The National Academy of Agricultural Sciences (NAAS) has urged central and state governments to act upon the recommendations of the Genetic Engineering Appraisal Committee (GEAC) and approve the release of genetically-modified (GM) mustard before the coming planting season so that seeds are available to farmers for sowing in their fields in winter.
In a resolution passed at its annual general meeting, the academy said the GM mustard hybrid DMH-11, which GEAC recommended for release on 11 May, has “fully met the regulatory, bio-safety and performance requirements” and so, should not be denied to farmers.
The resolution said the country must have faith in its scientific and regulatory agencies. “We have apprised ourselves of the of all the conducted studies and unequivocally state that this technology is as safe as non-GE (genetically engineered) mustard. “India’s multi-tiered regulatory system “is one of the most robust… in the world” it said.
The academy said it was “deeply concerned about unscientific and ill-motivated attacks on the use of GM mustard hybrid.”
GM mustard, it said will help improve farmers’ incomes and reduce dependence on imports of cooking oil.
The resolution urged the government to actively support agricultural scientists to pursue frontier sciences. It said delays in decision-making will only dishearten and de-motivate the scientific community.
A copy of the resolution has been sent to the Prime Minister.
The academy comprises 625 fellows. At the AGM on Monday, 5 June, about 200 fellows were present and they unanimously endorsed the resolution, NAAS President Panjab Singh said.
In a press conference that followed, Trilochan Mohapatra, the Director-General of Indian Council of Agricultural Research (ICAR) said he was not bothered about criticism that the yield of DMH-11 was not as high as claimed. The transgenic technology in it would allow breeders to develop “far more heterotic (better yielding) hybrids” than conventional technology.
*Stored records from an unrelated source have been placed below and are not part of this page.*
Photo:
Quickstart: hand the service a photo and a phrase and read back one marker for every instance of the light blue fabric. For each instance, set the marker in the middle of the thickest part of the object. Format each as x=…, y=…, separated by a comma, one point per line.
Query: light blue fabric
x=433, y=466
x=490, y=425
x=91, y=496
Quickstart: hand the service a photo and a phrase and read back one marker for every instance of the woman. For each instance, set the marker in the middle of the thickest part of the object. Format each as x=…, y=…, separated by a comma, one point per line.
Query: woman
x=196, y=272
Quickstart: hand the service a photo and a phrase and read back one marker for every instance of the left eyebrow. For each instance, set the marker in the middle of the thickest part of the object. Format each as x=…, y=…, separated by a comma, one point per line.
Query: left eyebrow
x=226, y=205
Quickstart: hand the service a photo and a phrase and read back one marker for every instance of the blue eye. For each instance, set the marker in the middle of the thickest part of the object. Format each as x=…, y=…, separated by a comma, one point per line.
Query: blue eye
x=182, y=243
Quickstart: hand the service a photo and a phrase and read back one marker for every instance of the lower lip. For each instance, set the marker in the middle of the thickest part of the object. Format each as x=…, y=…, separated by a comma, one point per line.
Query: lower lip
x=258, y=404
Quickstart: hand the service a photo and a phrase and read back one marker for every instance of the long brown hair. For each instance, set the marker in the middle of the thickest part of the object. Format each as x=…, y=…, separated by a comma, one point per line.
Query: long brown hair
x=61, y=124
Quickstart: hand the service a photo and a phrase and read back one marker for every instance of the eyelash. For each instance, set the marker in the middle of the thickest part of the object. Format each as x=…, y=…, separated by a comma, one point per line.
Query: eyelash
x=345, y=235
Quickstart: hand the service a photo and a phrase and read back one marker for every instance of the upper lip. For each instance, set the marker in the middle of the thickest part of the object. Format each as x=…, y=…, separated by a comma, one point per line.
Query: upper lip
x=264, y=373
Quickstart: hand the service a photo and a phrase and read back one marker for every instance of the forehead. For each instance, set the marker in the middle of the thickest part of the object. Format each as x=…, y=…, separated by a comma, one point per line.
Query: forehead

He praised Bt cotton, the only GM crop allowed for cultivation in India. It has raised yields and farmers’ incomes and made India an exporter of cotton. It had also been kind on the environment because the use of pesticides on cotton, which was 33 percent of the total used in India, has come down to 10 percent and most of it was for control of sucking pests (which is not targeted by the toxic transgene in Bt cotton). In short, agri-biotechnology was good for the country.
K V Prabhu, Joint-Director (Research) at Indian Agricultural Research Institute (IARI) likened the transgenic technology in DMH-11 to a “road on which other hybrids could ride.” It was faster in creating more hybrids of greater purity than conventional, cytoplasmic male sterility, system he said.
Panjab Singh said GM canola (which is a variety of mustard or rapeseed that has low erucic acid and low glucosinolate content (which gives mustard it pungency) has been used since 1996 when it was approved for cultivation in Canada. So there is long-term proof of its safety. He said mustard is the most important crop for small and marginal farmers. It productivity is low, about 1.1 tonnes per hectare, and has remained stagnant. DMH-11 has 25-30 percent higher yield, so it would improve farmers’ incomes and reduce India’s dependence on imported oil. “People objecting are those who do not understand the science,” he said.
C D Mayee, President of South Asia Biotechnology Centre (SABC) said India’s annual cooking oil requirement was about 24 million tonnes. Of this about 6-9 million tonnes is met domestically. The rest is imported. Of this 2.5 million tonnes is GM soybean oil, 1.4 million tonnes is GM cottonseed oil and 1.5 million tonnes is GM canola.
Even the cottonseed oil produced in India is from GM seeds, he said.
Deepak Pental, geneticist and former vice-chancellor of Delhi University, who lead the team that developed DMH-11, those who claimed it would affect the production of honey. On the contrary, being higher yielding, it would put out more flowers for bees to feed on. Prabhu said though the pollen the bees fed on would have transgenic proteins, tests have shown they did not affect them.
As for the herbicide tolerance, Prabhu said a herbicide was sprayed on mustard fields before weeds emerged. One of three transgenes inserted in DMH-11 made it tolerant to glufosinate ammonium, a contact herbicide which could be used only during a 15-30 day window when mustard was most sensitive to weeds.
Pental said countries like Germany which fund opposition to GM crop technology use a much larger quantity of herbicides proportionately than India. He said glufosinate was not a cheap herbicide, so farmers would it sparingly even if the government permitted its use on mustard. The hybrid is not tolerant to glyphosate, which is the herbicide that is cheap and most used.
Worldwide, of 33 million hectares under mustard and rapeseed, 8.5 million in Australia, Canada and USA is under the GM version. If India approved the cultivation of the transgenic hybrid, it would add 6.6 million hectares to the global tally.